1. A method for evaluating CO2 level in the blood of a patient, comprising:
(a) detecting from the patient's body at least one haemodynamic signal from at least one tissue or part thereof;
(b) processing the at least one haemodynamic signal to derive a value related to the CO2 level in the blood of the patient; and
(c) determining an evaluation of CO2 level of the patient based on a relation of the derived value to CO2 level in the blood of the patient.
2. The method according to claim 1, wherein detecting is performed non-invasively.
3. The method according to claim 1, wherein the at least one haemodynamic signal from at least one tissue or part thereof constitutes one signal from one tissue or part thereof.

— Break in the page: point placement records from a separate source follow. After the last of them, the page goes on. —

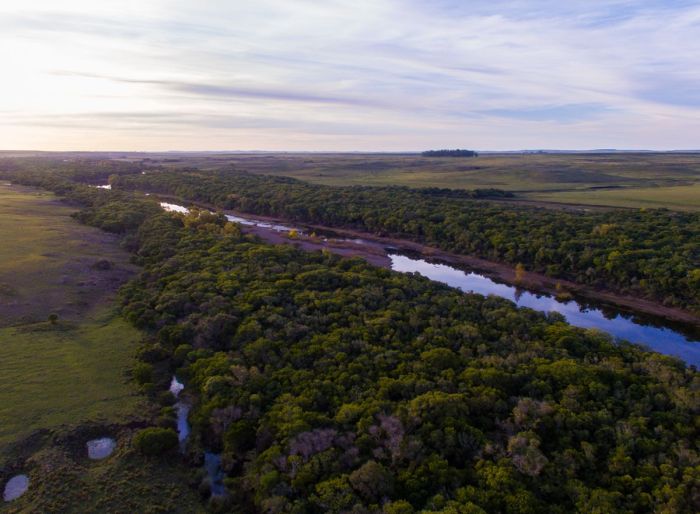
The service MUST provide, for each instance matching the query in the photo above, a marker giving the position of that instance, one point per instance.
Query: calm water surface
(662, 340)
(15, 487)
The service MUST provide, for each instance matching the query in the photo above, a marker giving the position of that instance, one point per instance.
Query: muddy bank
(50, 263)
(374, 249)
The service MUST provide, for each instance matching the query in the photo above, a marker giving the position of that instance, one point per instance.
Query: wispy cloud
(362, 74)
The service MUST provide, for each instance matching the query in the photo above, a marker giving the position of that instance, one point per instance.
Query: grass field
(75, 369)
(47, 260)
(53, 375)
(617, 179)
(673, 197)
(64, 383)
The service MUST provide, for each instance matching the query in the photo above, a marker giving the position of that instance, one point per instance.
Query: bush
(143, 373)
(155, 441)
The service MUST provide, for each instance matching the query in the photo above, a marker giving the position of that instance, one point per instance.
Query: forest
(654, 254)
(329, 385)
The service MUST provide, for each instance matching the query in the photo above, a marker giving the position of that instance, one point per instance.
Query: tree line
(654, 254)
(330, 385)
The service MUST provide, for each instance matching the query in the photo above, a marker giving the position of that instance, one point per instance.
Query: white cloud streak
(349, 75)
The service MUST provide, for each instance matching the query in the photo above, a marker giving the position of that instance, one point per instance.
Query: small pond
(102, 448)
(15, 487)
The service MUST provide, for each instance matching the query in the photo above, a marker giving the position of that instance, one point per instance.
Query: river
(661, 337)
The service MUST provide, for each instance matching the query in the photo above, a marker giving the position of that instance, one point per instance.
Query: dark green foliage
(653, 254)
(155, 440)
(330, 385)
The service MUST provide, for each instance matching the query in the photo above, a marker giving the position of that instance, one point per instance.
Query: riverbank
(373, 249)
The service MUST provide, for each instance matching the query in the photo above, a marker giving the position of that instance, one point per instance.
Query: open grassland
(64, 383)
(63, 479)
(685, 198)
(617, 179)
(57, 374)
(75, 369)
(49, 263)
(634, 180)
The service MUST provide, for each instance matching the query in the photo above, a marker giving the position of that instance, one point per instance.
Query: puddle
(15, 487)
(101, 448)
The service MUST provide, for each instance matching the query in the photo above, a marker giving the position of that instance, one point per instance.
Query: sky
(355, 75)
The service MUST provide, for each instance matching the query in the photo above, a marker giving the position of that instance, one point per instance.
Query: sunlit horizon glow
(361, 75)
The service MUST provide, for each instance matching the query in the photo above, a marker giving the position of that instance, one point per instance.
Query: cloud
(480, 74)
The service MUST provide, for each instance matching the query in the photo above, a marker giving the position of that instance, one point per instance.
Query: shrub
(155, 441)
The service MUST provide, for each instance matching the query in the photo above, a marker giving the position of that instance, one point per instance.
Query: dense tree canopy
(329, 385)
(649, 253)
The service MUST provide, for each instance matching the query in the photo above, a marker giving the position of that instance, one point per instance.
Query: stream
(657, 336)
(212, 461)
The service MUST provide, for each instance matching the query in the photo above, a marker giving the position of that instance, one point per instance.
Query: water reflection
(15, 487)
(182, 410)
(662, 340)
(215, 474)
(102, 448)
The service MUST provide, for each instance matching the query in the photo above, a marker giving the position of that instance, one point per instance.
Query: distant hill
(450, 153)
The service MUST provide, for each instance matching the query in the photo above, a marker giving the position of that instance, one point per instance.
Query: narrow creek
(655, 334)
(212, 461)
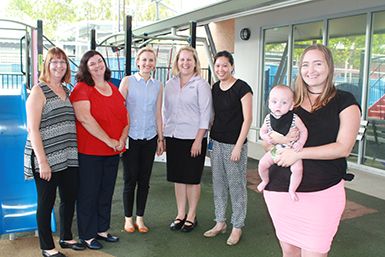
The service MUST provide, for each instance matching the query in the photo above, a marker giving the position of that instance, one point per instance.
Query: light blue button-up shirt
(186, 109)
(141, 105)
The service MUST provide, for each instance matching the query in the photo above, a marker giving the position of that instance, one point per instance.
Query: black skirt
(181, 167)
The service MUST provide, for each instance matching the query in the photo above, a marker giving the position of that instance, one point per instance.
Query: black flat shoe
(189, 225)
(177, 224)
(93, 245)
(109, 238)
(59, 254)
(74, 246)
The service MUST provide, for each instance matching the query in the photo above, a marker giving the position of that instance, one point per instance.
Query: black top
(322, 126)
(228, 117)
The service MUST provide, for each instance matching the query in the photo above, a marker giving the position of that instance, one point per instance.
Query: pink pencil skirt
(311, 222)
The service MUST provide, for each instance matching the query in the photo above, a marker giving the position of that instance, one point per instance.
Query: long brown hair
(84, 75)
(301, 88)
(45, 74)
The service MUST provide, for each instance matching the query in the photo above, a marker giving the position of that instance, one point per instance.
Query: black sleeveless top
(322, 126)
(228, 114)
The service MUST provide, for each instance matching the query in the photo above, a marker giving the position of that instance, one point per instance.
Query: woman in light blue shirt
(143, 96)
(187, 112)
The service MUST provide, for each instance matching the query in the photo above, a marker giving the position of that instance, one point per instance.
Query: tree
(58, 12)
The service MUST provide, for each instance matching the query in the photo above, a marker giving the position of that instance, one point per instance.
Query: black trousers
(97, 177)
(137, 163)
(67, 182)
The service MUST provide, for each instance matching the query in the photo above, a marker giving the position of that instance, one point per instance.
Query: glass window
(375, 134)
(347, 44)
(274, 61)
(304, 35)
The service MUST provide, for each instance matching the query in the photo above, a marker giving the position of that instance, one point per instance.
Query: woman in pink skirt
(305, 228)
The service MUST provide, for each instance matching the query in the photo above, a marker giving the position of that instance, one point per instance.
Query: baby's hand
(297, 147)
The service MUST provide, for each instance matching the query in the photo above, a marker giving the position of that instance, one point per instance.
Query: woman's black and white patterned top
(58, 133)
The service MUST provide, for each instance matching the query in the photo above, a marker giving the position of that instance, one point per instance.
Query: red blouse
(110, 113)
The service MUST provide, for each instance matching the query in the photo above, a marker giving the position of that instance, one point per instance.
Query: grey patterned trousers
(229, 177)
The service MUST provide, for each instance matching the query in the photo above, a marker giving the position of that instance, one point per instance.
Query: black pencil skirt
(181, 167)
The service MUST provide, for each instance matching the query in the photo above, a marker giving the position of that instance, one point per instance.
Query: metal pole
(93, 39)
(127, 44)
(193, 33)
(211, 41)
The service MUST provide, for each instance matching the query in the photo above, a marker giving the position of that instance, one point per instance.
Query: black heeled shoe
(74, 246)
(109, 238)
(58, 254)
(177, 224)
(189, 225)
(93, 245)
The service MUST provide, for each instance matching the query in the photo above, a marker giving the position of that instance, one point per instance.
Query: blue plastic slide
(18, 200)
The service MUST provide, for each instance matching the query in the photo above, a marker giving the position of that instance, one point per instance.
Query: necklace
(311, 102)
(313, 93)
(226, 85)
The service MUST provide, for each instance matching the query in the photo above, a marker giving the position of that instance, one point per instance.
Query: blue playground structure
(18, 201)
(18, 197)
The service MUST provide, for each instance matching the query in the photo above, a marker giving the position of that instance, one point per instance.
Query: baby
(280, 120)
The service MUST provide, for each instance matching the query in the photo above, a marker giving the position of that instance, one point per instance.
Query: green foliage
(57, 12)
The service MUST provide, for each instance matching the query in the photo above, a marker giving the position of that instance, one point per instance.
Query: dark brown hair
(84, 75)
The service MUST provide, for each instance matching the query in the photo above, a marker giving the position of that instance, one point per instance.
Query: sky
(186, 5)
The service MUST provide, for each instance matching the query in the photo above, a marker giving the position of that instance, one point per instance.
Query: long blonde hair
(197, 69)
(301, 88)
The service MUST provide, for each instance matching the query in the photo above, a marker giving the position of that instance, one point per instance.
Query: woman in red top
(102, 126)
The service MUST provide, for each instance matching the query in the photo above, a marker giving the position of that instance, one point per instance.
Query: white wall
(247, 53)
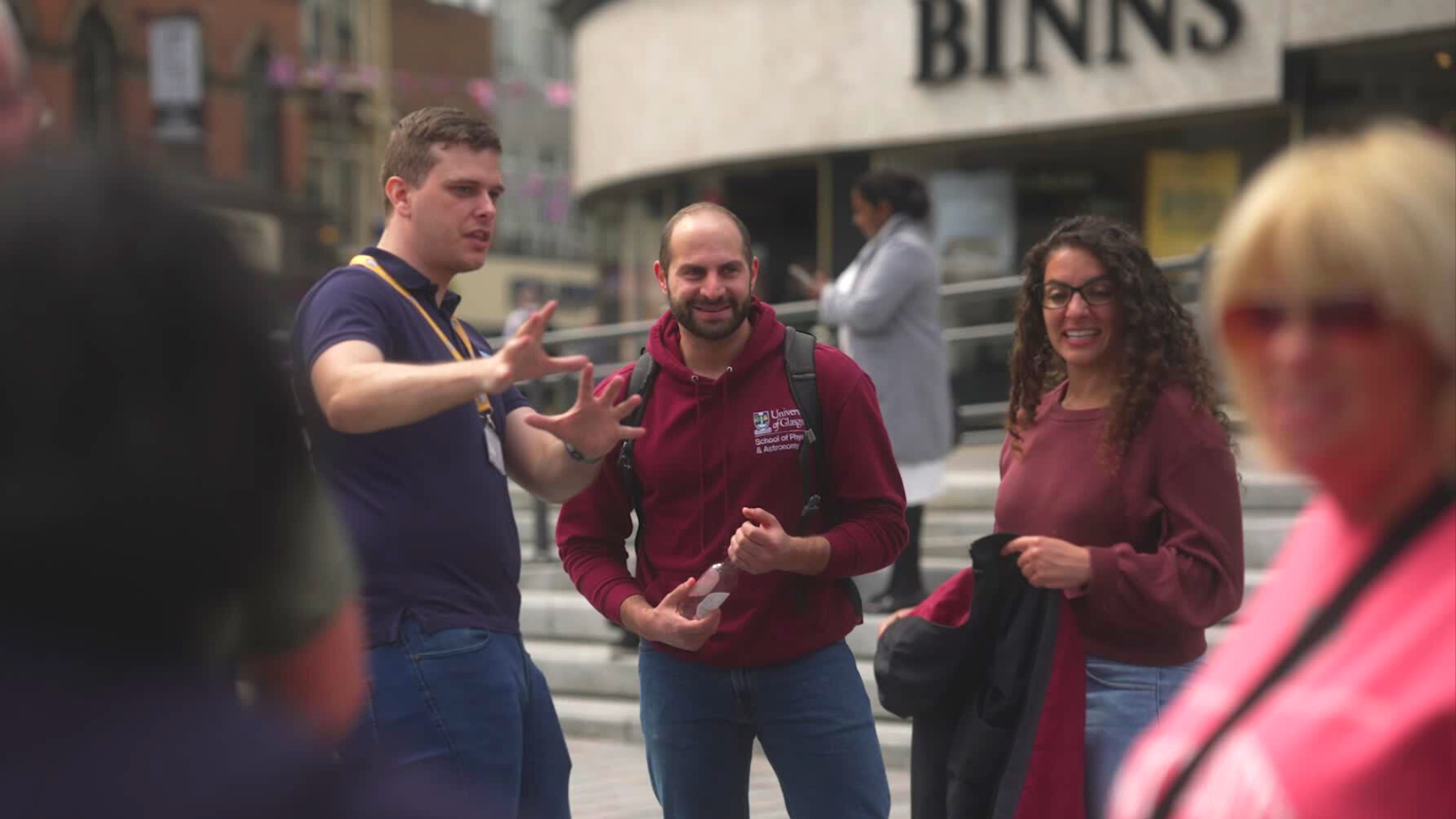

4. The method according to claim 1, wherein the at least one haemodynamic signal from at least one tissue or part thereof constitutes a plurality of signals from a plurality of similar tissues or parts thereof.
5. The method according to claim 4, wherein the plurality of signals are detected simultaneously.
6. The method according to claim 4, wherein the similar tissues are disjoint skin regions.
7. The method according to claim 1, wherein the at least one haemodynamic signal from at least one tissue or part thereof constitutes a plurality of signals from one tissue or part thereof.
8. The method according to claim 7, wherein the plurality of signals are detected simultaneously.
9. The method according to claim 7, wherein the one tissue or part thereof is a skin region.
10. The method according to claim 1, wherein the at least one haemodynamic signal from at least one tissue or part thereof constitutes a plurality of signals from a plurality of different tissues or parts thereof.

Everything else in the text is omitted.